Paul’s Human Jesus

Paul’s Human Jesus December 4, 2014

In 1 Corinthians 15, Paul makes a contrast between two human beings, Adam and Jesus. One is mythical. Is the other? And did Paul think that one or both of them were mythical?

Interestingly, on this point, if none other, concerns of young-earth creationists and mythicists intersect.

Is “human” ever applied without qualification to beings that are thought to exist purely in the celestial realm? Certainly we have instances of people seeing “men” but the interpretation is that they were “angels.” But those are instances of appearances of angels in the world. We know that there were docetists who claimed that Jesus merely appeared to be human in the world. But mythicism says that Jesus never walked the Earth at all, and that Paul never thought of Jesus as one who was seen on Earth except in visions.

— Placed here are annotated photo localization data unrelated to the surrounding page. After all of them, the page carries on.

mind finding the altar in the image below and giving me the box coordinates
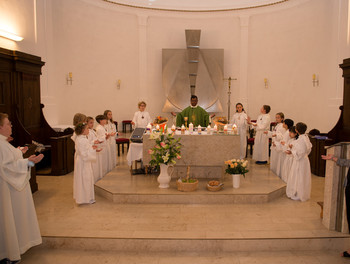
[142,132,241,179]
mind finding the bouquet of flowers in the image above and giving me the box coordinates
[224,159,249,177]
[153,116,168,124]
[148,132,182,166]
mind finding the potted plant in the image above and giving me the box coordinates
[177,166,198,192]
[224,159,249,188]
[148,131,182,188]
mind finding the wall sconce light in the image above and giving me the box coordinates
[0,29,23,41]
[312,74,319,87]
[264,78,268,89]
[66,72,73,85]
[117,79,121,89]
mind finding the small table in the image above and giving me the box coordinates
[126,142,143,173]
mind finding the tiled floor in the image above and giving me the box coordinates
[19,151,350,263]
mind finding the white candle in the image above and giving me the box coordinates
[214,124,218,132]
[171,124,176,131]
[156,124,160,131]
[198,125,202,134]
[189,123,194,133]
[224,125,228,131]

So does 1 Corinthians 15:21 fit with that? Is  ἄνθρωπος ever used for a purely celestial being, without some qualification specifying that the term is not being used in its usual sense?

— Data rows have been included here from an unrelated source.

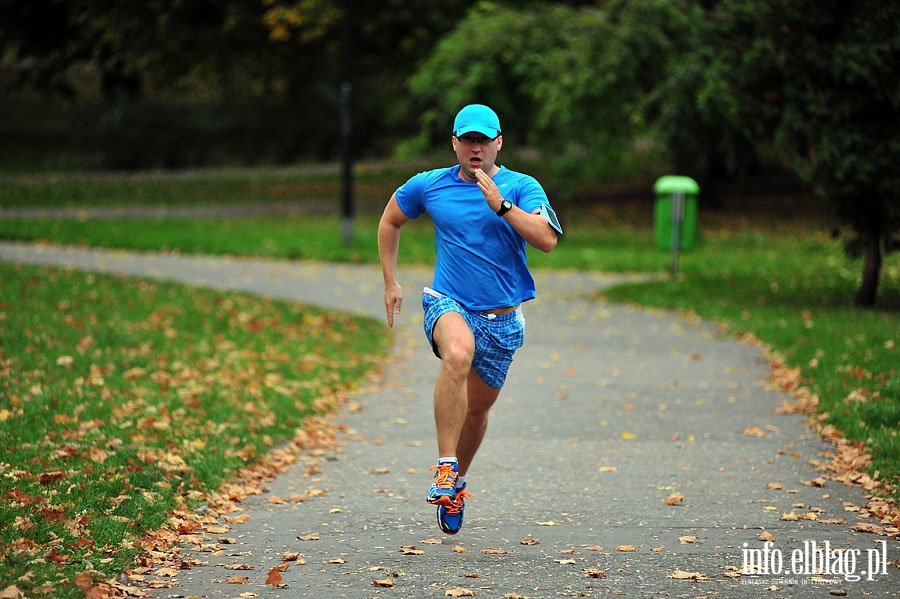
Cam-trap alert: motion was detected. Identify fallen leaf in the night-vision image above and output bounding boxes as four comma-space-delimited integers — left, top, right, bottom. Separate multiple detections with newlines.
742, 426, 767, 437
852, 522, 886, 535
223, 563, 254, 570
328, 558, 347, 564
780, 511, 800, 521
452, 545, 469, 553
481, 548, 511, 554
615, 545, 638, 552
0, 586, 25, 599
519, 537, 540, 546
536, 520, 562, 526
586, 545, 604, 551
224, 576, 249, 584
556, 559, 577, 565
665, 492, 685, 506
758, 531, 776, 542
265, 567, 283, 588
205, 525, 230, 534
765, 482, 783, 490
668, 569, 708, 581
225, 514, 251, 524
583, 568, 607, 578
296, 533, 320, 541
679, 535, 698, 544
446, 588, 476, 597
465, 573, 479, 578
371, 579, 395, 587
399, 545, 425, 555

While it might be said in response that Paul at one point refers to Jesus as the “heavenly” man, that is something that Paul says about the risen Jesus. The image of the heavenly man is the nature of the risen Jesus which Paul says that awaits others.

The resurrection emphasis in Paul’s letters is probably one of the strongest arguments against mythicism there is. In Judaism, resurrection was expected to happen to human beings. We have no references to purely celestial beings being raised from the dead. Indeed, it is doubtful that the concept would have made any sense to first century Jews. Paul states time and again that Jesus is the firstfruits of the resurrection, the first of humankind. And so here too, mythicism’s understanding of what Paul meant, if not impossible, is a meaning of the texts that is at odds with what a variety of words and technical terms normally meant in Paul’s context, and so, because Paul does not clarify that he is using those words in unconventional ways, he ought to be understood as saying something consonant with their usual meaning in his context. And that is the meaning that mainstream scholars ascribe to him.